Nothing
#' Gardeazabal and Ugidos normalization of factor variables
#'
#' The function performs the normalization of the factor variables
#' proposed by Gardeazabal and Ugidos (2004, GU) to estimate detailed decompositions
#' that do not depend on the chosen reference levels of the factor variables.
#'
#' @param formula an object of class "formula". See \link[stats]{lm} for further details.
#' @param data a data frame containing the variables in the model.
#' @param weights numeric vector of non-negative observation weights, hence of same length as \code{dep_var}.
#' @param group name of the a binary variable (numeric or factor) identifying the two groups that will be compared.
#'
#' @return a list containing the adjusted formula, adjusted data, adjusted coefficient names,
#' and the normalized regressors for prediction and the
#'
#' @references Gardeazabal, Javier, and Arantza Ugidos. 2004. "More on identification in detailed wage decompositions."
#' \emph{Review of Economics and Statistics} 86(4): 1034-1036.
#'
#'
#' @export
#' @examples
#' data("men8305")
#' mod1 <- log(wage) ~ union + married + nonwhite + education + experience
#' normalized_data <- GU_normalization(
#' formula = mod1,
#' data = men8305,
#' weights = weights,
#' group = year
#' )
#'
GU_normalization <- function(formula, data, weights, group) {
function_call <- match.call()
data_arguments_index <- match(c("formula", "data", "weights", "group"), names(function_call), 0)
data_arguments <- function_call[c(1, data_arguments_index)]
# Assign formula to model.frame attributes
data_arguments[[1]] <- as.name("model.frame")
data_arguments$formula <- formula
data_used <- eval.parent(data_arguments)
function_terms <- attr(data_used, "terms")
# Stop if there are interactions terms:
if (sum(attr(function_terms, "order")) > length(attr(function_terms, "order"))) {
stop("GU normalization does not allow interactions.")
}
message("\nFactor variables are normalized as proposed by Gardeazabal & Ugidos (2004)\n")

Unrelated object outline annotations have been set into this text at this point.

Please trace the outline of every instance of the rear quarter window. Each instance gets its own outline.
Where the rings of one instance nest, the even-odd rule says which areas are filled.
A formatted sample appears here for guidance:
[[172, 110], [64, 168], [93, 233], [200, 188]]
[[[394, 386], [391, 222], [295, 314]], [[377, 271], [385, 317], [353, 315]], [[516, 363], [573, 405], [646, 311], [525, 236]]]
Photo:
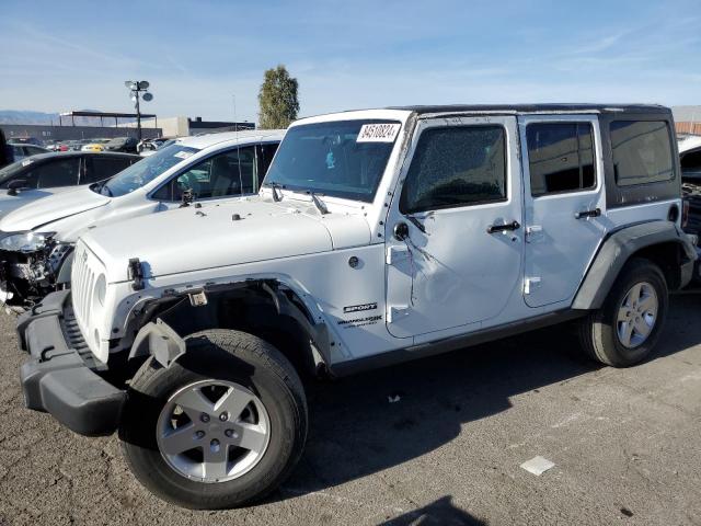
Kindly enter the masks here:
[[675, 179], [669, 127], [665, 121], [613, 121], [610, 134], [618, 186]]

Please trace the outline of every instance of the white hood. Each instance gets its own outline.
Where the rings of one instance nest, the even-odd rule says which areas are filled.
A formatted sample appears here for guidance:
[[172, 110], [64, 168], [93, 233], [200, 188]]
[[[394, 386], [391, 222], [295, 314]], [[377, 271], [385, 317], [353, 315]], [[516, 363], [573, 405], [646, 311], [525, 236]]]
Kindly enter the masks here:
[[[271, 203], [258, 197], [180, 208], [97, 227], [83, 241], [107, 267], [111, 283], [127, 279], [138, 258], [147, 278], [370, 242], [360, 215], [321, 215], [308, 203]], [[238, 214], [241, 218], [233, 219]]]
[[110, 197], [100, 195], [88, 186], [79, 186], [37, 202], [28, 203], [0, 219], [0, 231], [19, 232], [34, 230], [81, 211], [110, 203]]
[[61, 194], [76, 190], [76, 186], [59, 186], [57, 188], [41, 188], [41, 190], [23, 190], [18, 192], [16, 195], [8, 194], [7, 190], [0, 190], [0, 218], [7, 216], [12, 210], [25, 206], [30, 203], [34, 203], [43, 197], [50, 197], [51, 195]]

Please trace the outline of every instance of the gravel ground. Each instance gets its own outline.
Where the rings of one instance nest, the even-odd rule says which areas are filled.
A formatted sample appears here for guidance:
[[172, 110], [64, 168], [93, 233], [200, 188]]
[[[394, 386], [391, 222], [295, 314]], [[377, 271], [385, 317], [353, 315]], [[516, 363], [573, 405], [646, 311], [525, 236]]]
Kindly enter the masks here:
[[[699, 312], [675, 296], [658, 355], [630, 369], [583, 359], [559, 327], [315, 386], [292, 477], [216, 513], [149, 494], [115, 436], [25, 410], [2, 315], [0, 524], [701, 525]], [[536, 456], [554, 467], [520, 467]]]

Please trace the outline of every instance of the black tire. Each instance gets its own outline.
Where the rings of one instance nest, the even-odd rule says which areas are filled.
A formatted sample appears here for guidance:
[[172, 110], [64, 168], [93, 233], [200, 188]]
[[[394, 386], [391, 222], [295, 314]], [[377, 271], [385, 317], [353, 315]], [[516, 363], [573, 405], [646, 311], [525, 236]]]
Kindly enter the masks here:
[[[619, 307], [635, 284], [647, 283], [657, 295], [658, 310], [653, 329], [639, 345], [627, 347], [617, 331]], [[669, 306], [667, 282], [659, 267], [642, 258], [629, 261], [611, 287], [604, 306], [579, 323], [579, 340], [584, 351], [594, 359], [612, 367], [630, 367], [645, 359], [655, 348], [665, 324]]]
[[[149, 358], [133, 378], [119, 427], [122, 449], [137, 479], [161, 499], [196, 510], [242, 506], [277, 488], [299, 460], [307, 438], [307, 401], [289, 361], [267, 342], [239, 331], [209, 330], [185, 339], [187, 353], [169, 368]], [[263, 402], [269, 442], [260, 461], [233, 480], [207, 483], [179, 473], [161, 455], [157, 422], [168, 399], [200, 380], [244, 386]]]

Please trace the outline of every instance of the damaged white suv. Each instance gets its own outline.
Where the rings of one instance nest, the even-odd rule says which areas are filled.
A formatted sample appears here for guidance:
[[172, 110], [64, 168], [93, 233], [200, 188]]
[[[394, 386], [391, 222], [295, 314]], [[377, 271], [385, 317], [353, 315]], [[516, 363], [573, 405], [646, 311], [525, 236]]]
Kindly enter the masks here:
[[88, 228], [165, 211], [193, 199], [202, 205], [257, 192], [283, 133], [184, 137], [110, 181], [11, 211], [0, 219], [0, 302], [31, 307], [66, 288], [73, 245]]
[[19, 320], [25, 403], [81, 434], [118, 430], [151, 491], [217, 508], [294, 468], [303, 374], [573, 319], [594, 358], [636, 364], [696, 259], [675, 148], [660, 106], [301, 119], [257, 196], [79, 240], [71, 290]]

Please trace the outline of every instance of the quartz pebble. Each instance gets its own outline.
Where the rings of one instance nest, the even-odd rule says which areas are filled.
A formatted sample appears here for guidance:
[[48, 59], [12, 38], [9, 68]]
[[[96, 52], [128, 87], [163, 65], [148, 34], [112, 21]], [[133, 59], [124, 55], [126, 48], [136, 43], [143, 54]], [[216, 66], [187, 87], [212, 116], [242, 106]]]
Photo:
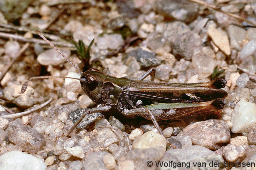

term_labels <- attr(function_terms, "term.labels")
unadjusted_regressors <- data_used[, -c(1, which(names(data_used) %in% c("(weights)", "(group)")))]
if (is.null(nrow(unadjusted_regressors))) {
unadjusted_regressors <- data.frame(unadjusted_regressors)
names(unadjusted_regressors) <- term_labels
}
n_obs <- nrow(unadjusted_regressors)
n_regressors <- ncol(unadjusted_regressors)
if (n_regressors == 0) {
stop("GU normalization requires a model with at least one variable regressor.")
}
adjusted_regressors <- data.frame(matrix(nrow = n_obs, ncol = 0))
regressors_for_prediction <- matrix(nrow = n_obs, ncol = 0)
if (attr(function_terms, "intercept") == 1) {
# regressors_for_prediction <- model.matrix(object = stats::update(formula, . ~ . - 1), data = data)
regressors_for_prediction <- cbind(rep(1, nrow(regressors_for_prediction)), regressors_for_prediction)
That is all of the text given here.